Green Finance Briefing: Investment growing in climate tech, and a century of carbon emissions
- Companies are being pressured by investors, customers, and governments to start addressing climate change.
- This pressure is generating a growing demand for a relatively new service – climate change management and reporting.
Investment is growing in the climate tech sector
A new generation of climate techs is emerging, creating innovative ways for businesses of all sizes to manage carbon emissions monitoring and reporting, and ultimately drive emissions down.
Companies are being pressured from all sides to start addressing climate change – investors want sustainable businesses, customers want more accountability, and governments are stepping in to start enforcing regulations to mitigate climate risks.
This triple whammy is sending businesses out to seek help, generating a growing demand for a relatively new service – climate change management and reporting.
This market brings software solutions using data from climate and earth observations to establish baselines and help with setting and meeting emission reduction targets. PwC describes this sector in its new report, the State of Climate Tech 2021.
Investment in this sector has been growing, driven by increased funding in climate data generation, which tripled to nearly $300 million in H1 2021 compared to the second half of 2020.
Climavision, a company that provides proprietary weather data and machine learning modeling, raised $100 million last year. The investment came from the The Rise Fund, which has $5 billion in assets under management.
Another noteworthy startup is Cervest – a climate risk management software company that specializes in earth science AI to help adapt to climate volatility – which raised $43 million last year.
And innovation is also getting specialized in financial services: Doconomy offers banks, fintech firms and other companies tools to calculate the climate impact of their digital financial transactions, in an effort to inform consumers and institutions of their environmental impact.
“Everyone will be required to report on not only their users’ footprint but also the effect of their credit portfolio.
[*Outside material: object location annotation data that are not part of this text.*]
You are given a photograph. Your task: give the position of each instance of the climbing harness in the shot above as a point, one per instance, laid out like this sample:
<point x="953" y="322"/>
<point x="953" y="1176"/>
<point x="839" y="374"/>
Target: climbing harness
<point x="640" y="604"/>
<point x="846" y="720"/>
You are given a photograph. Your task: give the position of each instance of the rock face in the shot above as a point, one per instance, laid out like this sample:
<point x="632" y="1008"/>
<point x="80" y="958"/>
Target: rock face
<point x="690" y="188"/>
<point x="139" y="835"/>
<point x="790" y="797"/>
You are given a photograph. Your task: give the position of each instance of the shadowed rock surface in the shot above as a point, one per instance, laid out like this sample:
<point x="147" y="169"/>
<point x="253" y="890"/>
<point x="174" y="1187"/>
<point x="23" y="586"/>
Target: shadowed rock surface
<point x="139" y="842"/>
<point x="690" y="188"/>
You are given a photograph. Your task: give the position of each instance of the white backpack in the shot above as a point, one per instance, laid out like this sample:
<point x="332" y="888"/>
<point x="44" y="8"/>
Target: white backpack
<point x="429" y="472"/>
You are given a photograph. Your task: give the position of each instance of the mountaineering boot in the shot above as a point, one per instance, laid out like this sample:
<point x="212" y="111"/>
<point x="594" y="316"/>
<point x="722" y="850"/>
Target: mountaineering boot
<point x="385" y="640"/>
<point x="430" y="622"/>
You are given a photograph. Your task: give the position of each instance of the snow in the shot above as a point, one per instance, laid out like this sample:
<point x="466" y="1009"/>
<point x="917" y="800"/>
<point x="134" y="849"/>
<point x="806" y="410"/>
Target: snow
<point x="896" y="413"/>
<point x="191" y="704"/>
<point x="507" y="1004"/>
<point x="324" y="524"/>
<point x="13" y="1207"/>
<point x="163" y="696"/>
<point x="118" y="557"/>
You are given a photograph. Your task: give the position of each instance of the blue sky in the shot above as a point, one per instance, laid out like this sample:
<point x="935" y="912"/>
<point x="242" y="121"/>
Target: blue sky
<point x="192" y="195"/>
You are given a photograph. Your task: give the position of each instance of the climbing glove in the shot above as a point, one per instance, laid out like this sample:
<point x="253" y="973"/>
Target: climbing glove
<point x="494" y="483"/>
We’re also looking to further that service development to corporations in its own entity,” Doconomy CEO Mathias Wikstrom told Tearsheet.
But overall, the climate risk and resilience management sector remains a small portion of climate tech.
The mobility and transport challenge area continues to receive the largest amount of funding, as electric vehicles are the main stars of the show, attracting 80% of total climate tech investment.
Here, for example, developments in green hydrogen could be a key driver of the future of synthetic fuels for transport, which remains a vital part of the net zero transition.
In any case, investment is growing fast in climate technology, nearly quadrupling year-on-year to over $60 billion in H1 2021.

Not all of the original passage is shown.